Jean Joseph Marius Diouloufet (19 September 1771, in Éguilles - 19 May 1840, in Cucuron) was a Provençal poet.

==Biography==
As a seminarian, Diouloufet had to leave Provence for Italy with the advent of the French Revolution.

Under the Empire, he became a trader in Aix-en-Provence. He made friends with Ambroise Roux-Alphéran, who lived on the same street as him. A librarian in Aix, he was dismissed during the French Revolution of 1830.

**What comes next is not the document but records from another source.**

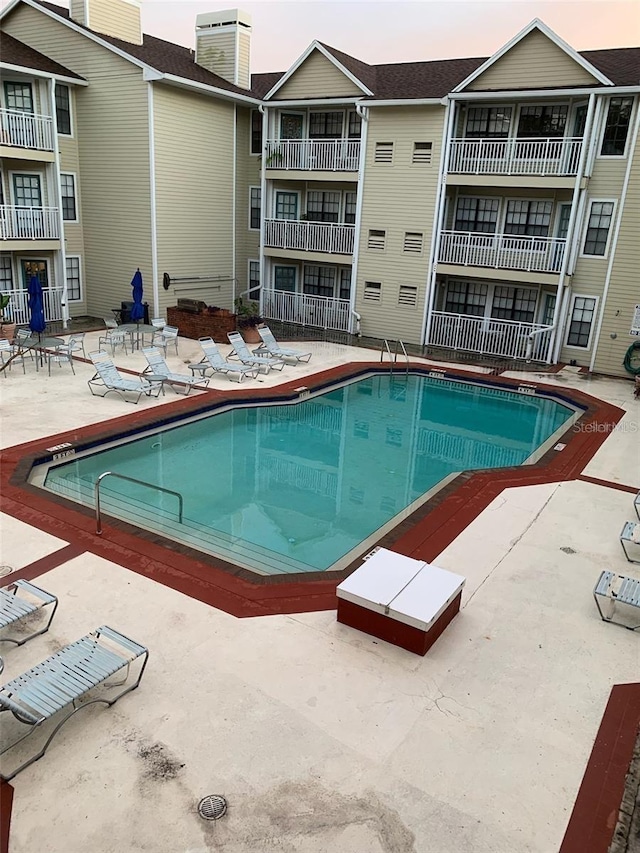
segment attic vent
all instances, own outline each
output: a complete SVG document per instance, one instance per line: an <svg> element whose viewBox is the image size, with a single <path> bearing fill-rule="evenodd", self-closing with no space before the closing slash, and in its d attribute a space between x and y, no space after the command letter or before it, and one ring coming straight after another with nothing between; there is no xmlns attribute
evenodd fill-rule
<svg viewBox="0 0 640 853"><path fill-rule="evenodd" d="M405 252L417 252L420 254L422 251L422 234L417 231L405 232L404 250Z"/></svg>
<svg viewBox="0 0 640 853"><path fill-rule="evenodd" d="M405 305L410 308L418 304L418 288L411 287L408 284L400 285L400 293L398 294L398 305Z"/></svg>
<svg viewBox="0 0 640 853"><path fill-rule="evenodd" d="M378 252L384 252L386 236L386 231L375 231L372 229L371 231L369 231L368 247L370 249L375 249Z"/></svg>
<svg viewBox="0 0 640 853"><path fill-rule="evenodd" d="M379 281L365 281L364 299L366 302L380 302L382 284Z"/></svg>
<svg viewBox="0 0 640 853"><path fill-rule="evenodd" d="M431 142L414 142L413 143L413 162L414 163L430 163L431 162Z"/></svg>
<svg viewBox="0 0 640 853"><path fill-rule="evenodd" d="M393 142L376 142L374 162L393 163Z"/></svg>

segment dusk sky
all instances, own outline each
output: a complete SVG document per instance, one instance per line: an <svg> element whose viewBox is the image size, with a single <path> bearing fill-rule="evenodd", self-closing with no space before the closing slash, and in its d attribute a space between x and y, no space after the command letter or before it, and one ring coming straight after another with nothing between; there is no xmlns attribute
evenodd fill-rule
<svg viewBox="0 0 640 853"><path fill-rule="evenodd" d="M640 46L640 0L143 0L143 30L193 47L196 15L232 8L252 16L254 72L286 70L314 39L371 64L489 56L533 18L577 50Z"/></svg>

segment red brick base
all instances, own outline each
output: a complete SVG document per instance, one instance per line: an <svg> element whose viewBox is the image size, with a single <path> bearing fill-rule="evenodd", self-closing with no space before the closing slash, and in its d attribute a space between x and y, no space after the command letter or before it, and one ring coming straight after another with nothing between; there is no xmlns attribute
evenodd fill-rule
<svg viewBox="0 0 640 853"><path fill-rule="evenodd" d="M167 323L177 326L183 338L213 338L218 344L228 344L227 332L235 332L235 314L191 314L178 308L167 308Z"/></svg>

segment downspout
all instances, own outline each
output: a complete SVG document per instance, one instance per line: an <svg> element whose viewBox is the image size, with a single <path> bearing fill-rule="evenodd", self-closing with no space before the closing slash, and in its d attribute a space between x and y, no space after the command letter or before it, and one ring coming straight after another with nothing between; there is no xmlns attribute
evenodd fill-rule
<svg viewBox="0 0 640 853"><path fill-rule="evenodd" d="M638 99L636 99L636 124L633 129L633 137L631 139L631 144L629 145L629 159L627 161L627 170L624 175L624 182L622 184L622 192L620 193L620 203L618 205L617 210L617 219L615 230L613 232L613 238L611 240L611 246L609 248L609 263L607 265L607 275L604 280L604 290L602 292L602 299L600 302L600 316L598 317L598 324L596 326L595 338L593 341L593 346L591 348L591 360L589 362L589 372L593 372L593 366L596 363L596 353L598 352L598 344L600 342L600 332L602 331L602 323L604 320L604 307L607 304L607 296L609 295L609 286L611 284L611 273L613 272L613 262L616 257L616 248L618 245L618 236L620 234L620 225L622 223L622 213L624 211L624 204L627 200L627 190L629 188L629 180L631 178L631 167L633 165L633 156L636 150L636 145L638 142L638 131L640 130L640 103Z"/></svg>
<svg viewBox="0 0 640 853"><path fill-rule="evenodd" d="M236 57L237 58L237 57ZM236 66L237 67L237 66ZM236 304L236 241L237 241L237 223L236 223L236 193L237 193L237 158L238 158L238 107L233 105L233 172L231 180L233 189L231 193L231 310Z"/></svg>
<svg viewBox="0 0 640 853"><path fill-rule="evenodd" d="M149 205L151 213L151 281L153 287L153 316L160 314L158 284L158 222L156 219L156 132L153 107L153 83L147 83L147 120L149 124Z"/></svg>
<svg viewBox="0 0 640 853"><path fill-rule="evenodd" d="M265 259L264 259L264 211L266 207L267 194L267 170L265 169L267 139L269 132L269 114L263 104L258 105L258 111L262 113L262 156L260 157L260 247L258 259L260 261L260 314L264 311L264 289L265 289ZM251 201L251 200L249 200Z"/></svg>
<svg viewBox="0 0 640 853"><path fill-rule="evenodd" d="M455 102L447 98L445 107L444 123L442 128L442 144L440 156L440 170L438 172L438 187L436 190L436 203L433 212L433 228L431 229L431 248L429 249L429 266L427 268L427 293L424 301L424 315L422 317L421 338L423 346L429 343L431 334L431 321L433 306L436 298L436 268L438 265L438 252L440 251L440 239L442 235L442 223L444 219L445 196L447 191L447 169L449 168L449 155L451 152L451 136L455 117Z"/></svg>
<svg viewBox="0 0 640 853"><path fill-rule="evenodd" d="M56 206L58 208L58 228L60 230L60 250L58 252L58 275L62 282L62 326L69 326L69 299L67 288L67 247L64 234L64 219L62 218L62 183L60 181L60 149L58 148L58 114L56 111L56 78L50 81L49 96L51 101L51 135L53 137L53 170L56 193ZM69 92L71 96L71 92ZM76 202L79 198L79 188L74 186ZM85 291L86 293L86 291Z"/></svg>
<svg viewBox="0 0 640 853"><path fill-rule="evenodd" d="M362 119L360 134L360 163L358 164L358 192L356 195L356 221L353 234L353 261L351 263L351 293L349 294L349 332L360 337L362 317L356 311L356 291L358 281L358 258L360 256L360 229L362 223L362 203L364 200L364 173L367 159L367 135L369 132L369 109L356 104L356 113ZM355 328L353 321L355 320Z"/></svg>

His Provençal poetry, fables and tales didn't go unnoticed at the time of publication. His work is pervaded by the use of a very raw strand of Provençal. By the end of his life, he finished a French-Occitan dictionary.

He died from apoplexy.

==Bibliography==
- 1819 : Lei Manhans (« silk verses » in provençal), poem in four parts (Leis Magnans, pouémo didactique, en quatre chants, eme de notos de la coumpousitien de M. Diouloufet)
- 1823 : Co-writes an anthology, Lo Boquet provençau.
- 1829 : Fablos, contes, epitros et autros pouesios prouvençalos (« Fables, poetry, epistles and other provençal poems »).
- 1841 : Le Don Quichotte philosophe ou Histoire de l'avocat Hablard.

Roux-Alphéran also mentions « his pleasant songs, popular throughout the South of France from 1814 to 1815 », namely Alléluia on the return of the Bourbons.